İki ayrı aktör iki aynı senaryo

huseyin.kocabiyik@yeniasir.com.tr Tüm yazıları
Giriş Tarihi: 08.12.2010, 00:00
Şimdi size iki siyasetçinin başına gelenlerin arasındaki neredeyse bire bir benzerliği anlatacağım. Önce Tansu Çiller'den başlayayım. Çiller 1994 yılının sonlarına doğru PKK terörünü, bugün de tartışılan yöntemlerle, önemli ölçüde kontrol altına almış ve bütün enerjisini Türkiye'nin AB ile Gümrük Birliği anlaşmasına harcamaktaydı. Gümrük Birliği için bir yandan AB ülkeleri nazlanıyor bir yandan da içeride bürokrasi ve büyük sermaye müthiş bir direnç sergiliyordu.
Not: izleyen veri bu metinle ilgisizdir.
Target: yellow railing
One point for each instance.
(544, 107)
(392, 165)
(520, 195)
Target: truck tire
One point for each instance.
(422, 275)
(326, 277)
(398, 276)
Çiller, Gümrük Birliği'ne girilmemesi yönündeki tehditlere kulak asmayacağını gösterdiği andan itibaren belalarla yüz yüze gelmeye başladı. Önce "Amerika'daki mal varlığı" haberini patlattılar. Bu mal varlığının kaynağı ve yasallığı konusunda herhangi bir sorun yoktu; yoktu ama olsun, kurt kuzuyu yemeği kafaya koymuştu bir kere. Nitekim Aydın Doğan medyası yoğun bir kampanya ile bir "Amerika'daki mallar" metaforu yarattı. Amaç belliydi: Çiller'in siyasi güvenilirliğini parça parça edip Demirel'in adamlarının ve Cindoruk gibilerin DYP'yi ele geçirmesini sağlamak.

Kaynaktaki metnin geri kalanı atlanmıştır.